SingHealth Actively Pursued Medical Tourists Despite Severe Bed Crunch


Medical tourism should not come at the expense of Singapore citizens.

Unfortunately, it seems that SingHealth didn’t get the message.

Despite acute bed shortages, the agency continued to court medical tourists

Bed occupancy rates above 80 percent are considered very high.

From 2013 to 2017, bed occupancy rates were consistently in the 85 percent to 88 percent range.

In spite of that, we saw SingHealth advertising medical tourism services to foreigners.

Singapore Tourism Board figures show that the large numbers of medical travellers who came to Singapore in 2012 contributed S$1.11 billion in medical receipts, which was a whopping increase of 43 percent from 2009.

Since 2015, STB has stopped disclosing these figures.

SingHealth has since removed the webpage that you saw above, after the Health Ministry announced yesterday that all public hospitals must to terminate their contracts with foreign agents who refer foreign patients from overseas to them.

With the population increasing to 5.4 million today from 3 million in the 1990s, public hospitals should be ensuring that local patients are not being shunted from basic healthcare in pursuit of profit.

Instead, what we saw was foreign agents being allowed, up until yesterday, to actively source for medical tourists for to put further strain on Singapore’s public healthcare system.

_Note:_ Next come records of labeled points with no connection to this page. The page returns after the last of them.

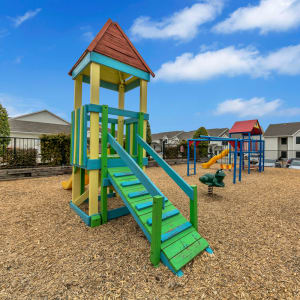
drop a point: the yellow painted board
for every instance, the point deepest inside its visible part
(94, 138)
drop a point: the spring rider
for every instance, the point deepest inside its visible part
(213, 180)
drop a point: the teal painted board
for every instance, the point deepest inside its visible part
(115, 64)
(130, 183)
(122, 174)
(104, 84)
(165, 216)
(166, 236)
(138, 194)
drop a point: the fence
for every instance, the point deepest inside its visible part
(31, 152)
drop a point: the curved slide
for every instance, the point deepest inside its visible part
(214, 159)
(67, 185)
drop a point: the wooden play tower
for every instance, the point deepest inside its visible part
(112, 62)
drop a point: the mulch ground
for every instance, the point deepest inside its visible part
(46, 251)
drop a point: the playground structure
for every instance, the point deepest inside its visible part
(213, 180)
(236, 149)
(112, 62)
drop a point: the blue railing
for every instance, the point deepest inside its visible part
(180, 182)
(134, 167)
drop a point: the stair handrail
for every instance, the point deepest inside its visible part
(135, 168)
(163, 164)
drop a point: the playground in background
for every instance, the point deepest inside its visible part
(112, 62)
(236, 149)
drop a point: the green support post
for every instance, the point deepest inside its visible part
(194, 208)
(156, 230)
(113, 133)
(134, 151)
(104, 163)
(128, 138)
(140, 133)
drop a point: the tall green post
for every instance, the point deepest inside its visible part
(194, 208)
(140, 133)
(104, 163)
(156, 230)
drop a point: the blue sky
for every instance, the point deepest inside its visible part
(215, 61)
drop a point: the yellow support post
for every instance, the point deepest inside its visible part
(94, 138)
(143, 107)
(77, 104)
(121, 118)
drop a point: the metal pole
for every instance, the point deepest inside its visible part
(188, 158)
(194, 157)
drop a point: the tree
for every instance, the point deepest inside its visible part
(4, 125)
(203, 146)
(148, 134)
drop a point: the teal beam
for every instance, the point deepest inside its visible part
(132, 85)
(104, 84)
(86, 60)
(117, 65)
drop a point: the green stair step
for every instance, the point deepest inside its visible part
(137, 194)
(181, 244)
(165, 216)
(188, 254)
(166, 236)
(130, 183)
(122, 174)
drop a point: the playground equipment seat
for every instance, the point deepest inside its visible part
(214, 179)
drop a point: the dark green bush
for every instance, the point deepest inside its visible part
(55, 149)
(20, 158)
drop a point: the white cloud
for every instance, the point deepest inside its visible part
(268, 15)
(182, 25)
(3, 33)
(231, 61)
(28, 15)
(255, 107)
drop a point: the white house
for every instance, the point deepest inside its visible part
(35, 124)
(282, 141)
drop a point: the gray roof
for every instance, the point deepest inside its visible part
(283, 129)
(168, 134)
(37, 127)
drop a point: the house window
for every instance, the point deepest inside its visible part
(283, 154)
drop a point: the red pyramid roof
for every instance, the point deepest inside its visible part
(111, 41)
(251, 126)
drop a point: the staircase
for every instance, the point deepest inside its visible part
(180, 242)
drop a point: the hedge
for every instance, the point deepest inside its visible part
(55, 149)
(20, 158)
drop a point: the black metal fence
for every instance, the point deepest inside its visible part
(29, 152)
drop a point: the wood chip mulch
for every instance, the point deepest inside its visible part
(46, 251)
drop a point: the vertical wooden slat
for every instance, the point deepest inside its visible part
(194, 208)
(104, 163)
(121, 118)
(94, 138)
(77, 103)
(156, 230)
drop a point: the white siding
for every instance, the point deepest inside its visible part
(43, 117)
(271, 148)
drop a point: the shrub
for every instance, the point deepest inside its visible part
(20, 158)
(55, 149)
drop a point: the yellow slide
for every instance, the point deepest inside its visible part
(214, 159)
(67, 185)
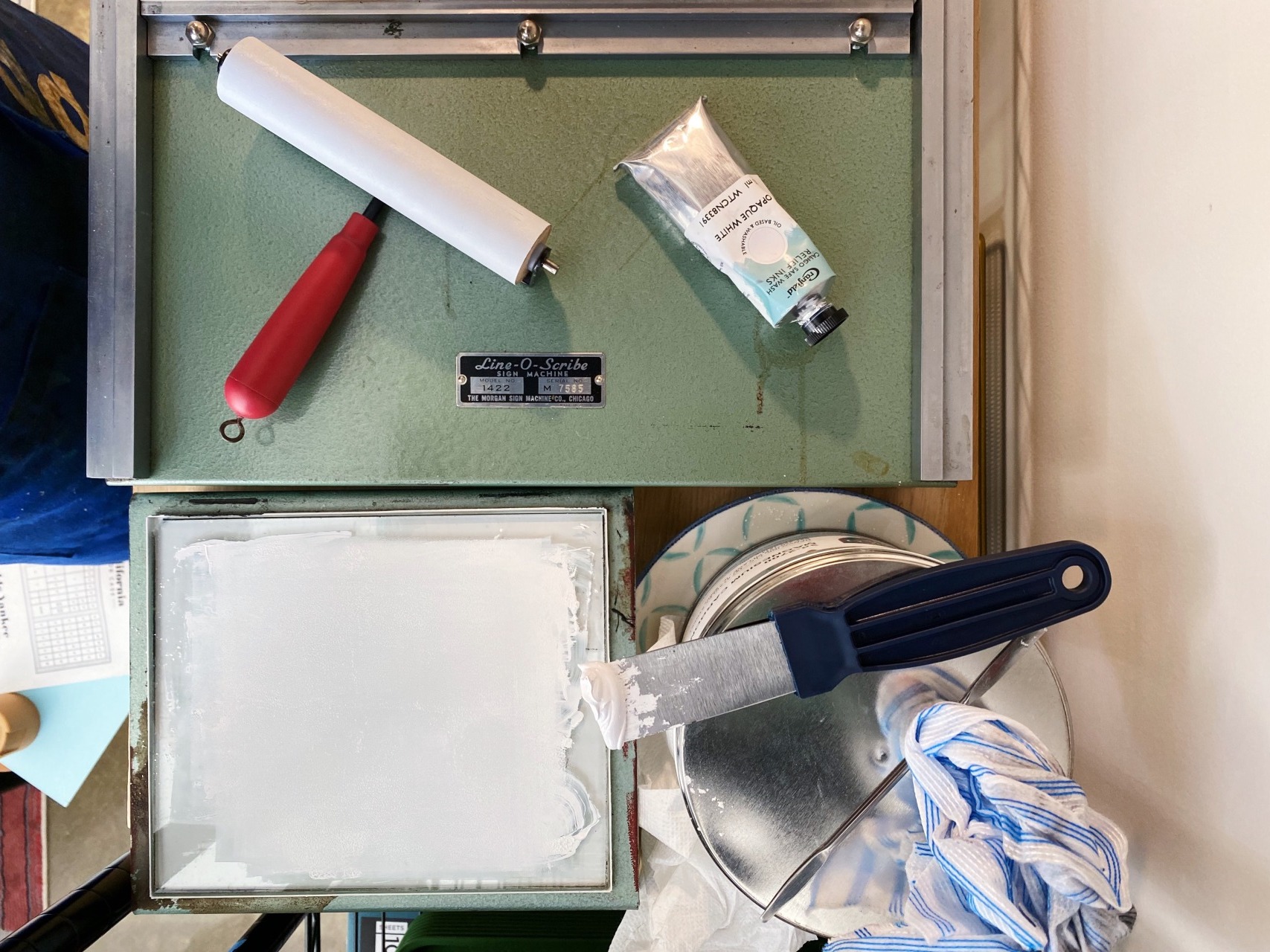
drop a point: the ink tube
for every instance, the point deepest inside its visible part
(700, 179)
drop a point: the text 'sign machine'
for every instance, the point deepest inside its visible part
(531, 380)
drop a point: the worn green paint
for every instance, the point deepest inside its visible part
(621, 644)
(700, 390)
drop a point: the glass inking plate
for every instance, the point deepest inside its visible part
(350, 702)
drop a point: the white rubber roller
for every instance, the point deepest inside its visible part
(381, 159)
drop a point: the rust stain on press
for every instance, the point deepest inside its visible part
(626, 576)
(632, 832)
(873, 465)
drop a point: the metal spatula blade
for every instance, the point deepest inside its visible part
(923, 617)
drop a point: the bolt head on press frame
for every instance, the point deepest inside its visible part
(528, 36)
(860, 32)
(199, 34)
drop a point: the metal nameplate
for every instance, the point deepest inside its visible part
(530, 380)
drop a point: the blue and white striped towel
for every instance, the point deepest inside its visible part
(1013, 856)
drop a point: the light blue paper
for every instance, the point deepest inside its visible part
(77, 721)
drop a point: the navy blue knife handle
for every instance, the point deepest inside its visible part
(932, 614)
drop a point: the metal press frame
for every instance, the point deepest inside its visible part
(129, 33)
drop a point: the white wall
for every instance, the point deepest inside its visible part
(1149, 432)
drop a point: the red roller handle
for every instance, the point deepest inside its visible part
(262, 379)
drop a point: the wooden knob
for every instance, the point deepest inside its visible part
(19, 722)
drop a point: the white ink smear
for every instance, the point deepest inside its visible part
(347, 711)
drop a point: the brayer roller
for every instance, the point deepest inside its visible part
(384, 160)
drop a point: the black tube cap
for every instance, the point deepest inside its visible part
(822, 324)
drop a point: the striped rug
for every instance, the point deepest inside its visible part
(22, 856)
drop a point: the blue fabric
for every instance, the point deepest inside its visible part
(50, 510)
(1009, 855)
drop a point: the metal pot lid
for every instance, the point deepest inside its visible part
(767, 785)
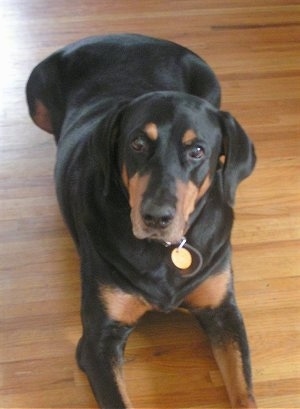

Some of the public hospitals which used such foreign agents include Changi General Hospital (CGH), Singapore General Hospital (SGH) and National University Hospital (NUH).

One such foreign agent is HCM Medika, which was founded in 2007.

The company’s website states:

“We have an official agreement with various hospitals in Singapore and Malaysia to facilitate Indonesians going to those respective hospitals for medical treatment. Our recommendation is always based on patient’s medical need and budget.”

In 2014, the bed crunch situation became so bad that CGH had to pitch tents on its hospital grounds to house patients.

Foreign agents earn a hefty commission of up to 8 per cent of a foreign patient’s hospital bill, and it’s not clear how this commission is split between hospitals and healthcare providers.

It is also unclear whether local agents are given the green light to continue marketing healthcare placement services to foreigners.